The newspapers today were filled with headlines that the Fed was curbing “shady lending” practices. Of course, these articles were a little vague on what the name of the regulation was and what date these rules would go into effect.
Going straight to the horse’s mouth, I learned that the Fed is amending Reg Z to deal with “higher-priced mortgage loans” in the following manner:
“The final rule adds four key protections for a newly defined category of “higher-priced mortgage loans” secured by a consumer’s principal dwelling. For loans in this category, these protections will:
- Prohibit a lender from making a loan without regard to borrowers’ ability to repay the loan from income and assets other than the home’s value. A lender complies, in part, by assessing repayment ability based on the highest scheduled payment in the first seven years of the loan.
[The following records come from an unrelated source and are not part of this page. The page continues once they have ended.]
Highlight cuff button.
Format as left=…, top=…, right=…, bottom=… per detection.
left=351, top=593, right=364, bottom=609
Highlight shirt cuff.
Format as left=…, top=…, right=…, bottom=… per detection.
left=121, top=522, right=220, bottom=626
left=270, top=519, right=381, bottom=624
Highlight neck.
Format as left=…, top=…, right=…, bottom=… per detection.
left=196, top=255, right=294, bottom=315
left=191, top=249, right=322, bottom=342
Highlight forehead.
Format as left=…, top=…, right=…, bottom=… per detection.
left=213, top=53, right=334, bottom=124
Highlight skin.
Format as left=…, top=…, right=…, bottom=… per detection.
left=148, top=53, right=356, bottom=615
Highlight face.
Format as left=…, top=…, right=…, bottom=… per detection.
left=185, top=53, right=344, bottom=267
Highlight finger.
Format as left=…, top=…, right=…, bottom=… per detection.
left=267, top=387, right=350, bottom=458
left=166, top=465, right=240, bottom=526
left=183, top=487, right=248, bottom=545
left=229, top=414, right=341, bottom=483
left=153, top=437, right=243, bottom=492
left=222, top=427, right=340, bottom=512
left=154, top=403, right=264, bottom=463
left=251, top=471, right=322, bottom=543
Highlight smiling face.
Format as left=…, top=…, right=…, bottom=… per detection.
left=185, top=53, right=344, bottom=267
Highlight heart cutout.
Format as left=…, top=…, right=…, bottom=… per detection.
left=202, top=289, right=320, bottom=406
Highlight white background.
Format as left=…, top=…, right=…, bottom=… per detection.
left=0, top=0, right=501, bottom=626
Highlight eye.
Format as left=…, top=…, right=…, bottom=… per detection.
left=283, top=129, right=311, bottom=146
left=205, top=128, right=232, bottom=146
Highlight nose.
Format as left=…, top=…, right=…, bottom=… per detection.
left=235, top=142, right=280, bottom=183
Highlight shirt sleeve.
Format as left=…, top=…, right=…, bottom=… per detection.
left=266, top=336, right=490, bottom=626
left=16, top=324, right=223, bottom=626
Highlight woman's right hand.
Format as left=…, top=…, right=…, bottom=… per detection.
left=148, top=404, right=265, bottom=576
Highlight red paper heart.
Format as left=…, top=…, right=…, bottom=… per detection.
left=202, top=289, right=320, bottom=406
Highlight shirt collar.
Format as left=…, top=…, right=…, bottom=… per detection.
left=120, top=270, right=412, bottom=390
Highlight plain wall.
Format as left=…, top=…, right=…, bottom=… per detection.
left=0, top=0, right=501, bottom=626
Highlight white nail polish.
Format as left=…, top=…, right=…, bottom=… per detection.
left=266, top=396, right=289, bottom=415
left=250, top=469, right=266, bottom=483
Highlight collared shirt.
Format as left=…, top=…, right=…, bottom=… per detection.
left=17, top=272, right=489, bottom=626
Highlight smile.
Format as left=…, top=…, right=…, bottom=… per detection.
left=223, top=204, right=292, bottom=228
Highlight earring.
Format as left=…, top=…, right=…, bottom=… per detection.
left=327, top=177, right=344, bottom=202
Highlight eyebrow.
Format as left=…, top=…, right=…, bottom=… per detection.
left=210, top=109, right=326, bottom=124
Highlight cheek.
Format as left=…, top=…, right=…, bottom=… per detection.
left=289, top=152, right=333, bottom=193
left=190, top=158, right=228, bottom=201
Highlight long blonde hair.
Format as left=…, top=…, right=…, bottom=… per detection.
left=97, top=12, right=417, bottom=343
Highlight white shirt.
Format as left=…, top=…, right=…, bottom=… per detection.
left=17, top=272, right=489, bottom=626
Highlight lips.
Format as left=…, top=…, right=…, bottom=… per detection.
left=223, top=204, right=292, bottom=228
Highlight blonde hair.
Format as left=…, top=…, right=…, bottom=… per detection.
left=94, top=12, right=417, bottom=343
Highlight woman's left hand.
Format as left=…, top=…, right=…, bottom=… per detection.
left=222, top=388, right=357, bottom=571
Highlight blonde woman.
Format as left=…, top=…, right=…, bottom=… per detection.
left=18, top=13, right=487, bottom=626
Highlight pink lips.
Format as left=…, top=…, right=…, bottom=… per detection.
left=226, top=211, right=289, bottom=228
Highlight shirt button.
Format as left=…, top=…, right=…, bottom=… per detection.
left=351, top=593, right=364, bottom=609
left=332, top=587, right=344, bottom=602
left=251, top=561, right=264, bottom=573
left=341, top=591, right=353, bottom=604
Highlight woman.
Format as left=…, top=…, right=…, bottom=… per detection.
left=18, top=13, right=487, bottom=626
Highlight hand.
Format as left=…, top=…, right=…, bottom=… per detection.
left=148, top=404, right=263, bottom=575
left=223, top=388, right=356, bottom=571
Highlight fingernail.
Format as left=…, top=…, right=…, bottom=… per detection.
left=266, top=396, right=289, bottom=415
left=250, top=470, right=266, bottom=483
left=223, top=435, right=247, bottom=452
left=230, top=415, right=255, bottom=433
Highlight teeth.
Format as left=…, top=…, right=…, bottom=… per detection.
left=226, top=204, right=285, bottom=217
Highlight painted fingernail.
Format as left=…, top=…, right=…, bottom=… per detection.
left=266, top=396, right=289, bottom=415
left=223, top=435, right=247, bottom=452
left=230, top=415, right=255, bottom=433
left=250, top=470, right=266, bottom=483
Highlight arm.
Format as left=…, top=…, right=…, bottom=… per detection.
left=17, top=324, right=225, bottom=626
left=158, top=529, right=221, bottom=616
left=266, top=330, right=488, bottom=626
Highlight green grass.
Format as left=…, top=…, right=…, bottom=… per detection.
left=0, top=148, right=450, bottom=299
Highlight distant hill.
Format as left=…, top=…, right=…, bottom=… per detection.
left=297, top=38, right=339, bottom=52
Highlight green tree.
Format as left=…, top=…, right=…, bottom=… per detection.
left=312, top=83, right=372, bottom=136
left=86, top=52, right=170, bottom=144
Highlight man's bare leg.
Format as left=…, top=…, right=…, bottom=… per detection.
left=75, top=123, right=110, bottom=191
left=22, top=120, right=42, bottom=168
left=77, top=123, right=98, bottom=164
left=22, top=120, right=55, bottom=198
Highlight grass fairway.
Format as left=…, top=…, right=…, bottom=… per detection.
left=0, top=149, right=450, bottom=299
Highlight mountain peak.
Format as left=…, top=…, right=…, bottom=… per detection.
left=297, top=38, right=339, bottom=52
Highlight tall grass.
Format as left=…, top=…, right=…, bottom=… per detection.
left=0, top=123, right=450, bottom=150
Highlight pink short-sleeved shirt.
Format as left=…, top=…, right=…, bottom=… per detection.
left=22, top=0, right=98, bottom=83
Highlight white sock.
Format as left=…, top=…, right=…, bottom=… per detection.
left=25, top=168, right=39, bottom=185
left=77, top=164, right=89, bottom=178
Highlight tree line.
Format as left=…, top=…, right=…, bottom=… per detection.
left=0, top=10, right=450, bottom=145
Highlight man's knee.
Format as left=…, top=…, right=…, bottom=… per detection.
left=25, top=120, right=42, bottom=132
To show that a lender violated this prohibition, a borrower does not need to demonstrate that it is part of a “pattern or practice.”
- Require creditors to verify the income and assets they rely upon to determine repayment ability.
- Ban any prepayment penalty if the payment can change in the initial four years. For other higher-priced loans, a prepayment penalty period cannot last for more than two years. This rule is substantially more restrictive than originally proposed.
- Require creditors to establish escrow accounts for property taxes and homeowner’s insurance for all first-lien mortgage loans. ”
It goes into effect October of 2009.
And that’s just the federal amendment. California’s Senate Bill 1137 passed on July 8, 2008–EFFECTIVE IMMEDIATELY. The legislation requires lenders and mortgage loan servicers to: 1) contact borrowers about restructuring options before beginning the foreclosure process, 2) requires a 60-day notice to be given to tenants of buildings facing foreclosure before they can be removed from a rental housing unit; and 3) allows fines of up to $1,000 a day for owners of foreclosed properties that fail to adequately maintain them.
And folks…I think there is more legislation to come. I have been a bit baffled by S.B. 1137 because while it makes a lot of sense to increase communcation with borrowers and work out a loan modification (I often do this for junior lenders) it doesn’t make a lot of sense to prolong the f/c process by another 30 days.
Often if a borrower is trying to walk away–no loan modification would give them an incentive to pay because they do not want to pay a mortgage on a house worth less than the mortgage. Thirty more days simply delays the inevitable–and prolongs our economic slump.